Meredith aceptó y dio un sorbo.

–De los viñedos de Helast, en el sur —dijo ella—. Nada mal.

–¿Conoce de vinos? —dijo Lenore .

–De todos los lujos y placeres —respondió Meredith—. Pero eso no es lo que quieres escuchar de mí, ¿cierto?

–¿Qué es lo que ha venido a decirme? —Preguntó Lenore— ¿Y qué es lo que quiere a cambio? ¿Dinero?

–Comúnmente sería dinero —dijo Meredith—. Difícilmente me avergüence de pedirlo. Pero hoy… considéralo un obsequio de bodas.

Lenore sintió desconfianza. Una mujer como esta no haría nada a menos que hubiese una recompensa para ella.

–¿Qué tiene para decirme? —repitió.

Meredith sonrió dejando entrever que entendía el efecto que tenía.

–Simplemente esto: tu impoluto, adorado y fiel futuro esposo estuvo anoche en mi establecimiento, rodeado de hermosas mujeres …y hombres.

Lenore quedó paralizada.

–En eso fue bastante boca suelta —dijo Meredith—. Habló de ti, cariño, de cómo deseaba no tener que casarse contigo, pero que su padre se lo había insistido por la conexión con sangre real. Aparentemente discutieron sobre el tema.

Lenore sacudió la cabeza.

–No.

–Sí —dijo Meredith—. Por supuesto que escuchar la verdad suele ser impactante, pero…

–No —gritó Lenore con el cuerpo rígido por la tensión—. ¡No, no sé por qué hace esto, pero no escucharé esas mentiras!

Meredith se encogió de hombros y dejó su copa.

–Cree lo que quieras. Yo ya hice mi parte. Estoy segura de que, con tiempo, verás la verdad.

Lenore fue a darle una bofetada, vencida por la ira, pero Meredith frenó el golpe.

–Uno de tu familia ya hecho esto lo suficiente. Es una de las razones por las que estoy aquí. Ahora, me retiro. Buena suerte, su alteza.

Se volteó y se alejó, dejando a Lenore allí, sin saber qué pensar o qué decir. Volvió su atención a Orianne, que aún estaba allí parada como si fuese a consolar a Lenore, pero Lenore no quería nada de eso.

–Vete —le dijo a su antigua amiga.

–Lenore…

–Es ‘su alteza’ —dijo Lenore, sintiendo la frialdad en su voz—. ¿Me traes mentiras como esta, y esperas que esté contenta?
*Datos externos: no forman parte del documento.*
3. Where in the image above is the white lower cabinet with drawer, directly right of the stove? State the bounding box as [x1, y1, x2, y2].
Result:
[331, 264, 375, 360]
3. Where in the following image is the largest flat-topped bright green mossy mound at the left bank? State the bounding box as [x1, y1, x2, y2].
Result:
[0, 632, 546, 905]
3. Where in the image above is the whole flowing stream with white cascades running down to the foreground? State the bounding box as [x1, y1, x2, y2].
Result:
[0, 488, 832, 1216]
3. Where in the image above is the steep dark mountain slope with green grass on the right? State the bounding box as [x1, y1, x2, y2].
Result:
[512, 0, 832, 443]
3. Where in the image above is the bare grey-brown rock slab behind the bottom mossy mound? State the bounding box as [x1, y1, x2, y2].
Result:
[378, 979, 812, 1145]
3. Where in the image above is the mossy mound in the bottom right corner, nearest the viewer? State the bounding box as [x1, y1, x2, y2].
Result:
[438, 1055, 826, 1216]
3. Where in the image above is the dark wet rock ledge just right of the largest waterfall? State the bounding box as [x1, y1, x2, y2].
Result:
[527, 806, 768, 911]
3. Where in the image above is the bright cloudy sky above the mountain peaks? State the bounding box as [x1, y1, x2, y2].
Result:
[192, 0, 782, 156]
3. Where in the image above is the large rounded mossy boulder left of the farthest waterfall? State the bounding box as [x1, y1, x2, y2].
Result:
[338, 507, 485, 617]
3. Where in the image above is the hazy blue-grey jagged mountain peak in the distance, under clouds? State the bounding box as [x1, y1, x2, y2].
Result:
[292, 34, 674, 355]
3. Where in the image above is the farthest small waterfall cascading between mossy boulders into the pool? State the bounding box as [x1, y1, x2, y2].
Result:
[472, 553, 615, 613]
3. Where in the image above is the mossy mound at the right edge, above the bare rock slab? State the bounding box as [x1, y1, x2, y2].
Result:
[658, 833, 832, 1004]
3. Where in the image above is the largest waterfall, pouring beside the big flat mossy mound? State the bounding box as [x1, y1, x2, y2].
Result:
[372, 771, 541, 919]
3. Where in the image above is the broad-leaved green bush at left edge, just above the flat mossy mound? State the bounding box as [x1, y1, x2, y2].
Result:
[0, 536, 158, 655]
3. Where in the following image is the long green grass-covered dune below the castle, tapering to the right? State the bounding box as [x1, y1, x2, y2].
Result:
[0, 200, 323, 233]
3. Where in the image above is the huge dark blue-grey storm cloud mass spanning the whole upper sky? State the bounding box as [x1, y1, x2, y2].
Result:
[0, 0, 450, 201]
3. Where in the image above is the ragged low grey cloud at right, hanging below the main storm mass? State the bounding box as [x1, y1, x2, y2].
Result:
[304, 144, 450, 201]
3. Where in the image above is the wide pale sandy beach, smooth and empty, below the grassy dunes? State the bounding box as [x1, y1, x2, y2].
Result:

–No contenta —dijo Orianne—, pero pensé que tenías que escucharlo. Cuando Meredith me lo contó…

–¿Y en dónde estabas para que ella te contara algo? —Dijo Lenore—. ¿Tengo una criada que se junta con mujerzuelas? ¿Qué estabas haciendo en la Casa de los Suspiros?

Hizo una pausa.

–Es obvio que no puedo tener una criada que se asocie tan fácilmente con el escándalo. Ahora, debes marcharte. Márchate, y no regreses. Estás despedida de tu cargo.

–Por favor…

–No hables —le gritó Lenore.

En ese momento, no importaban los años de servicio de  Orianne, solo lo que había dicho.

–Solo márchate. Si sigues aquí en la mañana, haré que los guardias te escolten hacia afuera del castillo.

Su criada giró y se marchó, y Lenore se quedó parada allí, sintiendo la ira incendiándose en su interior. Zia estaba allí, atrapada entre intentar consolarla y el miedo de lo que pudiera hacer.

–No hablaremos de esto, o de ella, nunca más —dijo Lenore—. Nunca.